Tenspeed & Brownshoe

Friday, April 14, 2006


If you don't have any kids than this post will mean nothing to you. But if you do and you've ever watched television with your kid, chances are you've seen Blue's Clues. For those of you who haven't seen the show, this is pretty much how it goes:

A non-threatening manchild in a green striped shirt named Steve, lives with his paper-cut-out cartoony dog in a paper-cut-out cartoony apartment. As the "day" progresses, the dog will leave clues for Steve as to what he wants to make, construct, or eat. Let me say that again. The DOG leaves the clues...mmm-hmm. The show is harmless enough and I don't think my kid realizes that in the real world, Steve, has an exceptional serial killer quality to him. Here's the real problem. Those fucking clues.

I mean, it's supposed to be a kid's show. Except for one small problem. I never understand those fucking clues. Example: The stupid dog gives Steve a string and two paper cups. Serial Killer Steve looks at the camera and asks,"What does he want us to make?" I scream, "Nunchucks!" My son screams, "Telephone!". My son was right.

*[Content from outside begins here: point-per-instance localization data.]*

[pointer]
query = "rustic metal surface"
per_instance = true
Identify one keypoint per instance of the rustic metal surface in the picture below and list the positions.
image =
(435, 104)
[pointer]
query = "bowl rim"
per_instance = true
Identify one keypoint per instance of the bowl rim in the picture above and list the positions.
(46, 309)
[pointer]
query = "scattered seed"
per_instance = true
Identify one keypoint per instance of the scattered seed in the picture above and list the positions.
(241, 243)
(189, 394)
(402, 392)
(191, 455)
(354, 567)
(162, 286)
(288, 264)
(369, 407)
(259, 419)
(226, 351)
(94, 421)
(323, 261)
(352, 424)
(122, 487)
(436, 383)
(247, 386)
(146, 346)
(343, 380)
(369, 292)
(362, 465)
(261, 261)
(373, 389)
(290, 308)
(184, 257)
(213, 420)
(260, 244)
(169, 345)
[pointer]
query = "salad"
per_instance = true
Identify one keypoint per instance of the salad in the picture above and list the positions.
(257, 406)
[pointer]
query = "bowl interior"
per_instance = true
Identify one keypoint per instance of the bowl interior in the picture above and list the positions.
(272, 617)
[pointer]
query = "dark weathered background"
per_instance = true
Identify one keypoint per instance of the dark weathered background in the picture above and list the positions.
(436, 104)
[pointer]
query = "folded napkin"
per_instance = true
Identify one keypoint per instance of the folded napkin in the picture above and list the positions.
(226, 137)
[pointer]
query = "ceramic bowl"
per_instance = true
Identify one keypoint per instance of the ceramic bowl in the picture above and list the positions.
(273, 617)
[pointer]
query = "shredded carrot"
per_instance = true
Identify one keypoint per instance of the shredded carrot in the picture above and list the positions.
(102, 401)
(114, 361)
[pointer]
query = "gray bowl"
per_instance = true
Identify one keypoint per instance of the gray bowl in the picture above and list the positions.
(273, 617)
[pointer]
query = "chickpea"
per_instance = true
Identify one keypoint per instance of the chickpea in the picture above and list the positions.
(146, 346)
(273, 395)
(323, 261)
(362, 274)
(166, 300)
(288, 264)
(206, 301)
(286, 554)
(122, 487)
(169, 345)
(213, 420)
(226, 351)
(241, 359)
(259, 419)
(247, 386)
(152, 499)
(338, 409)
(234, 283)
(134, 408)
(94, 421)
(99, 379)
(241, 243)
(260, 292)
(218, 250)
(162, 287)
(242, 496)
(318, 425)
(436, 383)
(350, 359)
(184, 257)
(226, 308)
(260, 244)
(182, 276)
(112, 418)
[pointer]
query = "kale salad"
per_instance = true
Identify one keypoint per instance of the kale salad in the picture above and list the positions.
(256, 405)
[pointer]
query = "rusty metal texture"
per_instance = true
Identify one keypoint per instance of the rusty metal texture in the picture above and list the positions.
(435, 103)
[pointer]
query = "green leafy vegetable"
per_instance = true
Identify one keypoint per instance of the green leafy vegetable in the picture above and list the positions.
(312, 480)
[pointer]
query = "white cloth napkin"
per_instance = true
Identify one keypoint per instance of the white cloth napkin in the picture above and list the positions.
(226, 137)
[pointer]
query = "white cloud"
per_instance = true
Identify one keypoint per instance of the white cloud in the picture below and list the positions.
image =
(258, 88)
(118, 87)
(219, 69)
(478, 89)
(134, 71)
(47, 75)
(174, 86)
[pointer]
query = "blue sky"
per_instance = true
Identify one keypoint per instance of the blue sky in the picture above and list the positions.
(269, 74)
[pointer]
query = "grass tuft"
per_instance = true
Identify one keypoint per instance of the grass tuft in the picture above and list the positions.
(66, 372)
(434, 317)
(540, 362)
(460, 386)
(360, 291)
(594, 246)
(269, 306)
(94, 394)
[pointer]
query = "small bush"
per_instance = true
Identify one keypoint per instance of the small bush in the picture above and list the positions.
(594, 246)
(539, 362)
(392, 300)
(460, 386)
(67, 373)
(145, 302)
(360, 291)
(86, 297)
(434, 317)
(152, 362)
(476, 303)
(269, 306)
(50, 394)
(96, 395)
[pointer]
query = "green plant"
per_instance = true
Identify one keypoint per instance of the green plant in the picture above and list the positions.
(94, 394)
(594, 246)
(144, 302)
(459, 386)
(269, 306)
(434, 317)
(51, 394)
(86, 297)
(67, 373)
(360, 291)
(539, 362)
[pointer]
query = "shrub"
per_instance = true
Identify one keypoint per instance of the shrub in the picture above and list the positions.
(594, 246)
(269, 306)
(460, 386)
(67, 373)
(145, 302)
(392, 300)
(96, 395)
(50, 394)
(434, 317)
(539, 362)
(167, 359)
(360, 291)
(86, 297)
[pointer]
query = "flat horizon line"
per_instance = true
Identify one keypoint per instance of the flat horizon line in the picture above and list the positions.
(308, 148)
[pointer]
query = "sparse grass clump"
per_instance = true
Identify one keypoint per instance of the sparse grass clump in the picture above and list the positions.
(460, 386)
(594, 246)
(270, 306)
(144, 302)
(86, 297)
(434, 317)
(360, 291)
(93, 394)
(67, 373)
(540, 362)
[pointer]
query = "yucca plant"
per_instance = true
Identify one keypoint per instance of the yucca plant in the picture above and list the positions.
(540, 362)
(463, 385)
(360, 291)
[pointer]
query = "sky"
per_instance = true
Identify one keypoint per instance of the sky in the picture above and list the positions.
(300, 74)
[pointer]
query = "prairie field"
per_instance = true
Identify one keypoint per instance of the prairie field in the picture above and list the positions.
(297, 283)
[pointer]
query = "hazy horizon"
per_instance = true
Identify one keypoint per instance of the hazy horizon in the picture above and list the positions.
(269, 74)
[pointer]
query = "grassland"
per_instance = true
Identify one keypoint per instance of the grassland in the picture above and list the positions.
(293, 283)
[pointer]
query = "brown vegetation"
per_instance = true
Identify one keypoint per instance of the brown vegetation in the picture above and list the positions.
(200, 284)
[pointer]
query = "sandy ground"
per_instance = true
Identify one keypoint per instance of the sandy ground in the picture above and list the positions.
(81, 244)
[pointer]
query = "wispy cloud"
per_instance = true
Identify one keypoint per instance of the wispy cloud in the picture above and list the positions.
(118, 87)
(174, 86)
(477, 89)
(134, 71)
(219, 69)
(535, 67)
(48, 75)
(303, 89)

And then the clues get even harder. I'm watching the show this morning and the clues were:

3 Rubber Bands. An Empty Tissue Box. An Empty Roll of Paper Towels.

What does the dog want us to make? I have no fucking clue. Because they don't sound like clues to me. They sound like trash. The show described the exact contents of my bathroom garage bin. Now this is what pisses me off. I look over to my son and I can tell by the look on his face that he figured it out.

3 Rubber Bands. An Empty Tissue Box. An Empty Roll of Paper Towels.

And my son figured it out. Is he that smart or am I that dumb? The night before he pissed in his bed so I'm not sure. But he wants to scream it out so bad. I look at him and scream, "ONE MORE SECOND!!" But he wants to scream it out sooo bad. So I gave him a "time out" and change the channel to Blind Date.

But that wasn't right. I shouldn't have punished him. So I walked over and give him a hug. He looks at me and says, "A guitar".

I don't want my son watching that show anymore.